I am tempted to say if I have to cripple someone so that I can throw them out of the ring, I will…. But I am not that man anymore. As tempting as it is to give into those vile impulses are. I made a promise to myself not to fall off that wagon if I can help it.
But I can’t promise I won’t slip here.
If there was ever a match to stumble during this is it.
I feel it in my bones… I want this. If I have to break every bone in every body of every man standing between me and that roulette victory…. I can’t promise I won't.
God that sounds too much like Dean. Yikes.
And I know, I know what you will say. Can I go against Dean? Love of my life? Future husband?
The first man to ever take me into his life, his world, and treat me like I deserved love. Treat me like someone who was worthy of being loved, and not someone's pawn, not someone's toy to be played with and thrown away once they were bored…. For the first time in the Lord knows how long, I could be myself again.

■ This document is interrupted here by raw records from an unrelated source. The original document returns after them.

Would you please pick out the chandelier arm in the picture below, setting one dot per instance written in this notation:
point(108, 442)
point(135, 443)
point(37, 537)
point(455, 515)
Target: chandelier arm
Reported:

Imagine that feeling, imagine that you’ve been watching the world through two windows, two windows that happen to be your own eyes, but you have absolutely no control over what you do or what you see, and then someone comes along and gives you that control, gives you that freedom, the option to be who you always wanted to be.
You’ll understand how I feel about Dean Harper.
But I’m nobody's second fiddle.
I stand in no shadow.
I love him. I have always loved him. And I will always love him. But even he knows I want this. He knows that this is what I want. And if he stands between me and the title then…yeah, we will throw hands. He might be sore in the morning, but it will be with love.
I have served many masters, but now….I serve only myself. I am no bloodhound, no instrument of war….I am simply me.
Warren Kane.
I have been Burdened with expectation since I entered the ring. Spike Kane’s Star student. Spike Kane’s son. Eternity’s pet project. Judas’ star disciple. The Pack’s newest recruit.
Everyone expected something of me. Expecting me to be more than I was and were disappointed I could never make it over the hump.
Then I got the match with the TV title. I had a streak. Then I got the world title.
I was someone to watch again.
And then I fell. I lost the title and couldn’t get back out of the slump. People started to think of me as a one hit wonder. A could have been.
But I am more than that.
So watch me climb back up.
Give me your Ulf. Gives me your Pax Stormcrows. Give me your Rob Diamonds. Give me your JC Keeton. Give me your Angel Blakes. Give me your best and your brightest.
I will beat them all.
One by one.
Because I have something to prove again. Something to fight for. Something to yearn for.
I am not a one hit wonder. I am not a lucky break.
I am worthy. I can do this.
I will be pouring every part of myself into this.
So sit back and watch as I come to prove people wrong. Again.